The research highlights that the main reason for the oversupply of cobalt is the increased production at CMOC's CMCLF KFM mine in the Democratic Republic of Congo (DRC), the world's leading producer. Even though prices plummeted to historic lows by the end of 2024, the Institute is confident that the demand fundamentals are still robust. 

Last year, the electric vehicle (EV) sector accounted for 43% of cobalt demand, and it's expected to rise to 57% by 2030. EV sales jumped by 26% compared to the previous year, and cobalt-based battery chemistries dominate Western markets.

Over 90% of North America and Europe EV batteries utilize cobalt-rich NCM or NCA chemistries. On the flip side, China's widespread shift to cobalt-free LFP batteries has led to a decline in the global market share of cobalt-based chemistries.

Beyond the EV market, cobalt is vital in various battery applications, including portable electronics and non-battery uses like aerospace and defense. Cobalt-based superalloys are crucial for jet turbines, unmanned systems, and control magnets. With the commercial aviation sector expected to bounce back in 2024, demand in this area is projected to rise by 5%.

According to Custom Market Insights, the global civil aviation market is set to grow at a compound annual growth rate of 8.1% until 2034, indicating this sector could further boost cobalt demand.

DRC remains the leading global supplier, but its market share is anticipated to drop from 76% in 2024 to 65% by 2030 as Indonesia boosts its output. In early 2025, the DRC implemented a four-month export ban to tackle oversupply and stabilize prices, which had plummeted by 22% over the year.

This effort stabilized the market and caused a price surge from below $22,500 to over $33,000 per ton.

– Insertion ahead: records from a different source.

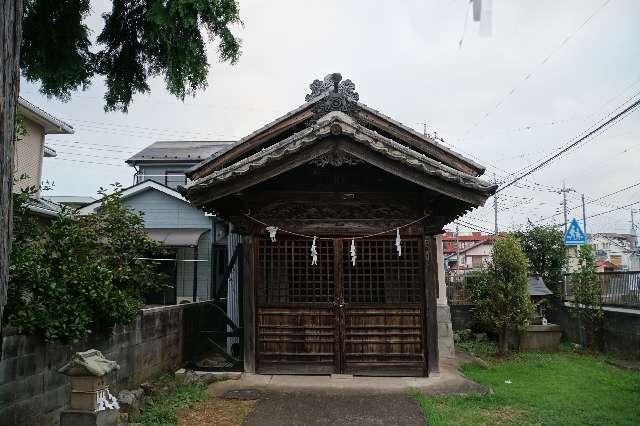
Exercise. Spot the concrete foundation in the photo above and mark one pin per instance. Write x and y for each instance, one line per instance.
(88, 418)
(445, 333)
(541, 338)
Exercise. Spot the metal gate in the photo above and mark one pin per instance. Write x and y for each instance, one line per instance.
(334, 317)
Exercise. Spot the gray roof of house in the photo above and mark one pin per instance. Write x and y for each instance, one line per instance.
(44, 207)
(178, 151)
(70, 199)
(537, 287)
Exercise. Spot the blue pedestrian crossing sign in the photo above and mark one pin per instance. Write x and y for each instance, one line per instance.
(574, 236)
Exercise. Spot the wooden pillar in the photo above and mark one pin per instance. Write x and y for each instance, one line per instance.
(248, 305)
(431, 316)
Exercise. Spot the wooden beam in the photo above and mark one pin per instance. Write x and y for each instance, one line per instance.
(420, 144)
(431, 316)
(249, 306)
(252, 143)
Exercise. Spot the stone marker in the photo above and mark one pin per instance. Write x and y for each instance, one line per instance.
(91, 402)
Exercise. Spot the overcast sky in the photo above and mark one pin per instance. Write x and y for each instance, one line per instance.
(541, 78)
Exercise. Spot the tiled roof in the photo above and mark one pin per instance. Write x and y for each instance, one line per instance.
(184, 151)
(358, 133)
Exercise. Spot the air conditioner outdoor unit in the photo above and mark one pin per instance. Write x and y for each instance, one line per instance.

The government-backed Entreprise Générale du Cobalt has secured exclusive rights to purchase and export hand-dug cobalt. Through this initiative, the government wants to tackle safety and environmental concerns while integrating artisanal production into global supply chains. Additionally, the US is exploring possibilities to stop regional conflicts and diminish Chinese influence in the DRC's critical minerals sector.

Washington's support for DRC's attempts to prevent Chinese companies from acquiring strategic cobalt assets aligns with President Donald Trump's broader initiative to ensure domestic access to essential minerals crucial for national security and industrial competitiveness.

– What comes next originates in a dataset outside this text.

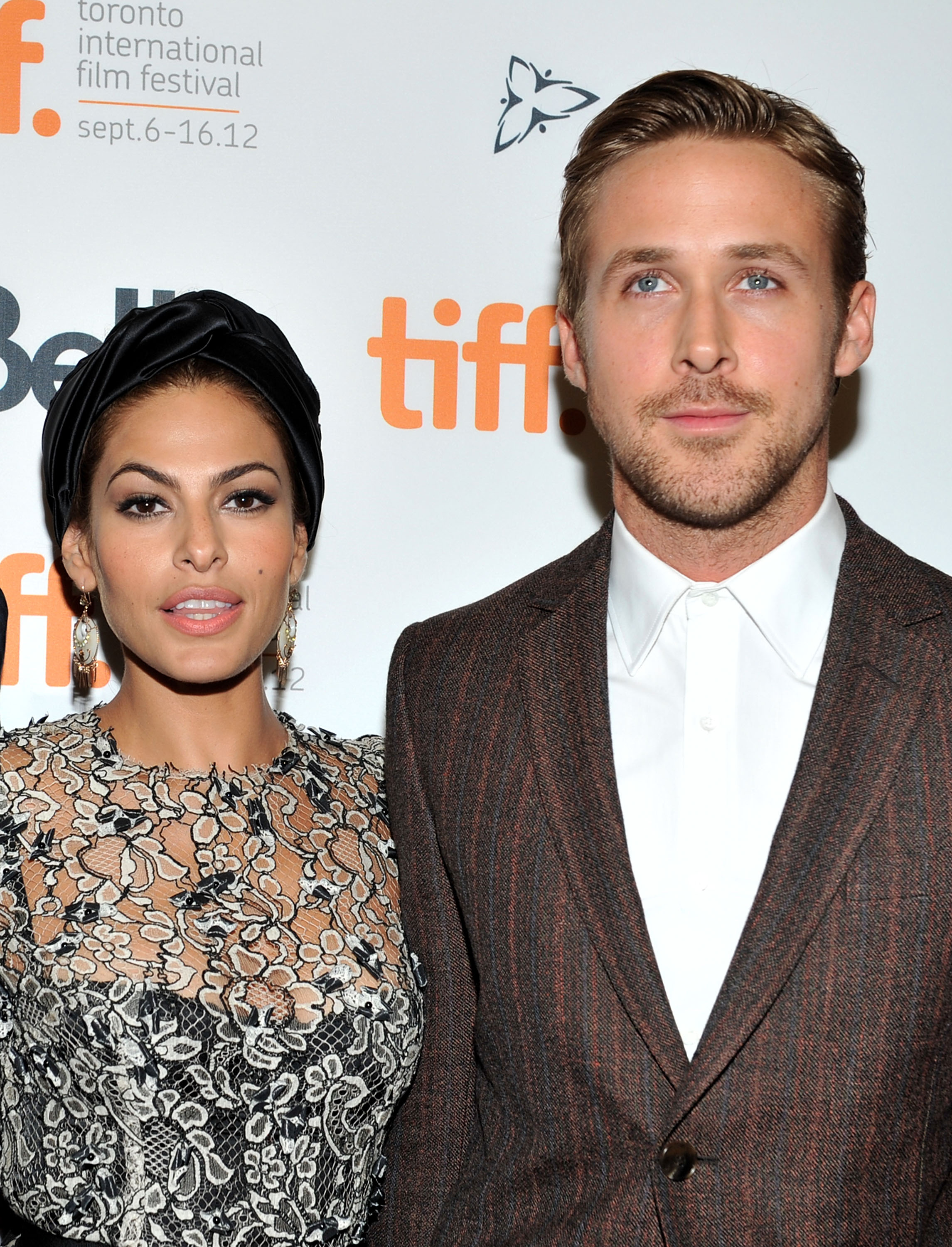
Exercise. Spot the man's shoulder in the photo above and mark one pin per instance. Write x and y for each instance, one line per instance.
(905, 588)
(511, 610)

With demand projected to grow at a 7% CAGR and reach 400,000 tons by the early 2030s, a market deficit is likely by the next decade, and meeting this demand will require substantial investment in new mining and processing capacity.

The Cobalt Institute will discuss these challenges at the ongoing three-day Cobalt Congress in Singapore, which is gathering industry leaders, including DRC Minister of Mines Kizito Pakabomba Kapinga Mulume.